Another presentation I watched was by Steve Wozniak, who helped Steve Jobs build the first personal PCs. He said that as someone who wrote code, he's write some of it, then test it out to see if it worked or what it did before pushing forward. If it didn't work he wrote it a different way, and if it did he tested it by throwing in other things to see if his code would support moving forward. He does talk about failure, but the failure of products to sell because they weren't initially great, things that were corrected with time via more experimentation.

When I look back on my life, I have to ask myself how many times did I actually fail. Mistakes; I made plenty. But how often did I fail, and why?

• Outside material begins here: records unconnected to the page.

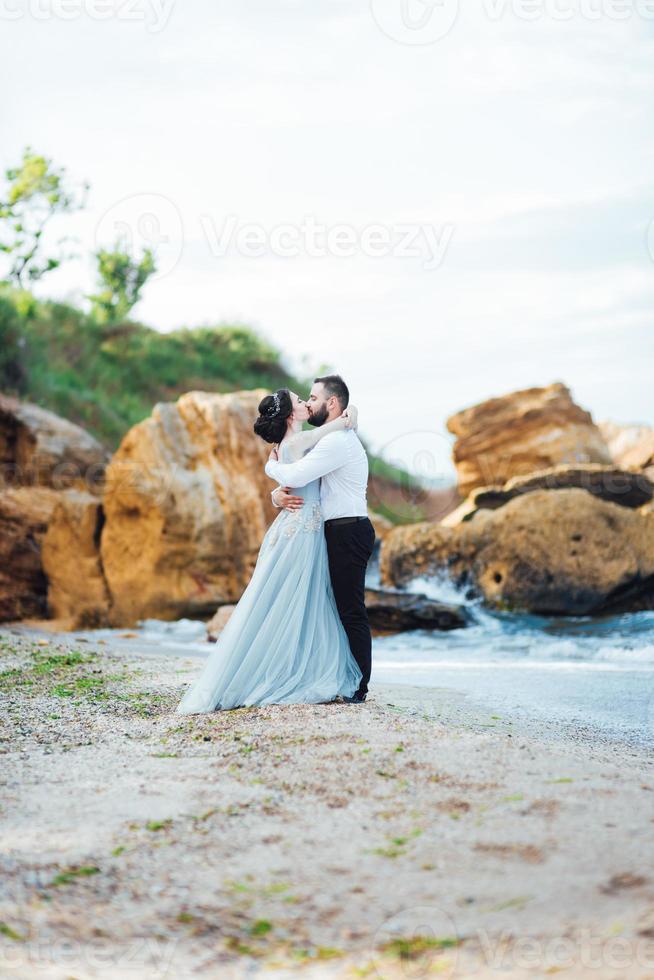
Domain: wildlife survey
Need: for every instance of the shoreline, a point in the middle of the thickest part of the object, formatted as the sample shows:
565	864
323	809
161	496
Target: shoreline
448	702
402	834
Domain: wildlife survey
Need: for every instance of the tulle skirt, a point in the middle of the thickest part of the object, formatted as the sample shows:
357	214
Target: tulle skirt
284	643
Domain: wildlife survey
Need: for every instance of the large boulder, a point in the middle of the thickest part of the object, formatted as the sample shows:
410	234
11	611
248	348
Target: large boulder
70	552
38	448
523	431
631	446
186	505
623	487
550	551
24	516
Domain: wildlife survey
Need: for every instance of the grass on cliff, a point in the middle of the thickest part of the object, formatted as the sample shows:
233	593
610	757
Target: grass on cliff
106	378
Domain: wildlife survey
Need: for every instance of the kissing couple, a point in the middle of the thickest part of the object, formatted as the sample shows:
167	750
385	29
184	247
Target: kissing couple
300	631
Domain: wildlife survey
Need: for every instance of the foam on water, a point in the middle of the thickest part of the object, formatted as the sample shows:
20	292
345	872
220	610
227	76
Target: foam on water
581	670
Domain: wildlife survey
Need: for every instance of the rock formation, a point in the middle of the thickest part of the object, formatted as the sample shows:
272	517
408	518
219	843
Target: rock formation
77	591
24	516
526	430
549	551
631	446
38	448
623	487
186	505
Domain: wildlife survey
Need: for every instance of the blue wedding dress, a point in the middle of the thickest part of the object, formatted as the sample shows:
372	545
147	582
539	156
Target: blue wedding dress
284	643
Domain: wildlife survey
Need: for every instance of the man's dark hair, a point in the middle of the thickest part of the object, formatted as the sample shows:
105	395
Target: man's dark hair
334	385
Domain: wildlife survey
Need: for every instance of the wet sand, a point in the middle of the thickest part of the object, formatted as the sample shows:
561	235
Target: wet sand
415	835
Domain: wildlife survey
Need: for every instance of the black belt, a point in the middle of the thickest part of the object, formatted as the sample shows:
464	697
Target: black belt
344	520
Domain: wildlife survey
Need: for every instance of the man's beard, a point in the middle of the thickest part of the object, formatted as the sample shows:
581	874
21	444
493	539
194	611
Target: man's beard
319	416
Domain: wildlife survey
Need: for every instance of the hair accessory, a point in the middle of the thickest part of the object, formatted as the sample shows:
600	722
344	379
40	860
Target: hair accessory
273	410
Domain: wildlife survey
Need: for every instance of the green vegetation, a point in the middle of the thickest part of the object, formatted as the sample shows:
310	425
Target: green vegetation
122	279
101	369
34	194
106	377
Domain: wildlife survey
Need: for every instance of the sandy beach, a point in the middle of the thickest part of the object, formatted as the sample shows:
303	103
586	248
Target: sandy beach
415	835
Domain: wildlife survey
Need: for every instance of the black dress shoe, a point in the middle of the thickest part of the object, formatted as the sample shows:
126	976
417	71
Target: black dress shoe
357	698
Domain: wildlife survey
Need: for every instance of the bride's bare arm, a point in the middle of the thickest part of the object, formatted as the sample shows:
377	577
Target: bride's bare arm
301	442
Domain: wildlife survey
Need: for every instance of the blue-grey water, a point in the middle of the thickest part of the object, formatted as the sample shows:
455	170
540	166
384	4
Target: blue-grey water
592	674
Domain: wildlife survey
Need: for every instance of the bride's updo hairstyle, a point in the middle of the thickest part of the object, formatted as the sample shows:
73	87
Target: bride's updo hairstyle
274	412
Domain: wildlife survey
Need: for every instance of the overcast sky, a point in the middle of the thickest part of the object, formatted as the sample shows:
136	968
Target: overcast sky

Back in 2011 I wrote a post on this blog titled The Biggest Cause Of Leadership Failure in response to what someone else said and I stated in that post that I thought the biggest failure was ignorance. Ignorance doesn't mean stupidity; it means you haven't learned what you need to learn to overcome things you might have erred on. If you learn from those lessons, and continue trying to learn, then you remove ignorance and, in retrospect, you didn't fail; you experimented.

Back to myself; where have I possibly failed in life? I'll start with business. I've lost 3 jobs in my life, which is why I eventually decided to go into business for myself. I lost all 3 jobs for reasons that ended up having nothing to do with me; one of those I didn't take very well for years. And yet, those jobs helped make me ready to try to do things on my own, and in June I'll have been in business for myself for 13 years; experiments.

When I wrote my book Embrace The Lead, I sent it out to multiple publishers and got turned down 63 times. So I self published, got lots of copies, and sold a lot of them at speaking engagements. I've sold some of the paperback copies via my website, and I still sell a book here and there as a pdf. I also learned why no one would pick it up (you need a title; stupid! lol) and how you're supposed to market yourself to potential publishers, though I decided to go my own way later on. I made my money back and still have books to sell; experiments.

In my personal life, I'd say the only real failure I've had comes to my diet and exercise. I know what to do for both, have done them and had great results, but I didn't keep them up. Same goes for my medication; I'm always forgetting to take it. In these cases I've learned a lot, but for whatever reason I won't follow through. Here I must acknowledge failure because the experiments have already been conducted and I know what works and what doesn't. Oh well, no one's perfect.

How do you judge your life based on this criteria? Do you see yourself as a consistent failure, or someone who's learned lessons from bad things and have used them to improve your lot in life? And do you believe a shift in terminology can carry as much weight as I do, or am I just being a bit too sensitive? Let me know, and enjoy your week.